Inka Magnaye believes your true self will always be good enough
Being on the internet has put our bodies on display, making them subject to the scrutiny of people we may or may not know. Negative opinions about ourselves seem inevitable.
It doesn’t help that one of the earliest ways we learned how to bend truth is through social media filters. How, then, can we create a sense of self that feels true to us when we grow up incentivized to only showcase our best parts?
The Philippine STAR sat down with Inka Magnaye, a body-positivity content creator who has always been adamant that your flaws are not inherently bad. They are simply your features.
THE PHILIPPINE STAR: As a content creator, a large part of your work is showing yourself on social media. Have there been any changes to how you view your physical appearance because of this?
INKA MAGNAYE: Around my first two years (as a creator), people started commenting that I was getting fat or gaining weight, (when) it wasn’t even that big of a change. But because being on social media wasn’t something I was super used to yet, it affected how I saw my body—so much that when I was hungry, I would cry. I didn’t wanna eat because I didn’t want to get fat.
It would frustrate me so much because that was never me. I loved what my body looked like, but I hated that social media and the attention of people were changing how I viewed my own body. I hated that I was gaining weight, that people were seeing it, that I was being affected so much.
It was also the root of why I started doing body positivity content: It was a way for me to feel myself. Whenever I post things like, “It’s okay, you’re going to be fine. You’re going to be alright. I know it’s hard,” more often than not, I’m talking to myself. I know it’s impossible that I am feeling alone in this, so when I self-soothe, I put it online. I know there’s someone else out there who also needs to hear it.
Why do you think people continue to comment on the physical appearances of others?
People say it’s a Filipino thing, but I think it’s also a human thing. (There’s) a bit of narcissism because people feel like their thoughts should always be heard. Because that’s always what they say ‘di ba? “I’m just saying what I think.” They think it’s helping. Do you think you’re the only one who sees my weight? I look at myself every day. The person they’re saying that to is often the hardest on themselves.
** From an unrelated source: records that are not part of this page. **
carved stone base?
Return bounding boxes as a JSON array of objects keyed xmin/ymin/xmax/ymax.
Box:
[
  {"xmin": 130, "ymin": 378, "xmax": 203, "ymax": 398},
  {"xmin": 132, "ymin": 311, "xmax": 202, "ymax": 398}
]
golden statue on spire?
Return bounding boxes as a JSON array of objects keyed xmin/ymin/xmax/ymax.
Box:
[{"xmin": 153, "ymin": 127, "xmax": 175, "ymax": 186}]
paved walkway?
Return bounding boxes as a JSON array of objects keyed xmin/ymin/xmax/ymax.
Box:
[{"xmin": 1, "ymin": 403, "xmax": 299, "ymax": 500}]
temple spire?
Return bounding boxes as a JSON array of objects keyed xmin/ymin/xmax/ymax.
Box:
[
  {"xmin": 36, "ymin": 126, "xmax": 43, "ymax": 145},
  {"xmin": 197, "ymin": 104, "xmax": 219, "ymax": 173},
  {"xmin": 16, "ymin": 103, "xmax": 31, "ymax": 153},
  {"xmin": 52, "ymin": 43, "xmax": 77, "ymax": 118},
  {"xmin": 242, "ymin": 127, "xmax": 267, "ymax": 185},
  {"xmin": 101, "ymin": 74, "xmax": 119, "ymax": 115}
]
They see the most minute changes in their weight before anyone else can.
What makes social media a vehicle to view one’s physical appearance in a negative light?
Everyone posts their best moments on social media. Some people feel like a vacation went to waste if they didn’t get that one good shot of themselves. It’s all become curated.
I always make sure to use (social media) in ways that benefit how I view my body and how others view their bodies, and to give them hope. I’m always careful because I know just posting how much I weigh could be triggering to others. I know that others’ triggers are not my responsibility, but as a content creator, I know so many people follow me and I don’t want to alienate or trigger anyone. Whenever I post my progress photos, I make sure to say I am preparing for a competition, so this is not a normal, everyday body state. I state that this shape was achieved through very sustainable, very healthy means. I don’t starve myself, I still enjoy food very much, and I still have a very good relationship with my body image. People will always make assumptions especially if you don’t post about it, because their own biases will fill in the blanks.
How do we show our true selves on social media, when, as you said, it’s often curated with only our best moments?
We don’t always have to curate everything. At the end of the day, when you look back at your photos, you want to see the real moments that help you remember what actually happened. I don’t want to look back and just see photoshoot after photoshoot. Is that an accurate depiction of my life, and did it capture the real joy behind the moment?
@inkamagnaye Replying to @C a r l 0 w ♬ Beat Goes On - The All Seeing I
How can people use social media as a tool to accept or appreciate their physical appearance or features?
I was talking to my sister recently as she (experienced) negative self-talk, and I think a lot of people have that same issue. You get used to talking to yourself in the harshest way because we’re always our own worst critics. Always remember that you are the only person that you cannot escape. At the end of the day, do you want to be stuck with an abuser or your best friend?
If you’re still having a hard time with that, look at your baby photos, or photos of you as a toddler. Remember that any time you tell yourself (negative things), you are telling it to that child—that child is someone you always carry inside of you. Every time you hurt yourself, that’s who you’re hurting.